Le mois dernier, en assistant à l'avant-première de la série télévisée Raï Is Not Dead, j'ai rencontré la DJ franco-algérienne Faiza Lellou, alias La Louuve, et le talentueux artiste tunisien de musique électronique Wael Sghaier, alias Ghoula. Ghoula et La Louuve font partie d'une scène électronique underground d'Afrique du Nord, très sélective mais passionnante, qui a réussi à trouver à Paris les moyens de présenter sa musique aux aficionados.
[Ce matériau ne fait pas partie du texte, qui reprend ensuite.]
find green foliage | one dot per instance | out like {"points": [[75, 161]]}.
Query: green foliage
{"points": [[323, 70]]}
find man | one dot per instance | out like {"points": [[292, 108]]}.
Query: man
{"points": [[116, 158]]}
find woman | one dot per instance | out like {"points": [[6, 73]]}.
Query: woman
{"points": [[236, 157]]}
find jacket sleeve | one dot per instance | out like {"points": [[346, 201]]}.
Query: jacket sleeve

Le deuxième opus de Ghoula s'intitule Demi-écrémé. Il est sorti en février sur toutes les plateformes et en cassette. En tant qu'artiste indépendant, Ghoula prépare actuellement une tournée, en grande partie seul, mais avec l'aide de quelques autres membres de la scène underground. Partager son histoire est une façon d'entrer dans l'esprit d'un musicien conceptuel qui a passé des années à creuser dans son trésor personnel de musique tunisienne, maghrébine et arabe, pour créer son propre nouveau son mélangé à des échantillons. À l'instar du hip-hop aux États-Unis au début des années 90 et du trip hop en Angleterre dans les années 90 et au début des années 2000, il crée une bibliothèque sonore pour la musique électro contemporaine d'Afrique du Nord.

 

Ghoula a commencé à apprendre la musique dès l'âge de cinq ans, lorsqu'il a reçu une formation de pianiste au conservatoire de musique de Sousse, sa ville natale. "Mon père m'obligeait à y aller avant même d'aller à l'école", explique-t-il. "Puis j'ai arrêté les instruments pendant un certain temps et, à l'adolescence, j'ai découvert le rock'n roll, le hard rock, des groupes comme Radiohead et la musique comme le trip hop. Les influences de mes grands frères ont également joué un rôle important pour moi, comme Michael Jackson. C'est à cette époque que j'ai découvert la musique électronique et que j'ai acheté mon premier ordinateur. Cela a tout changé, et je me suis lancé dans l'électro".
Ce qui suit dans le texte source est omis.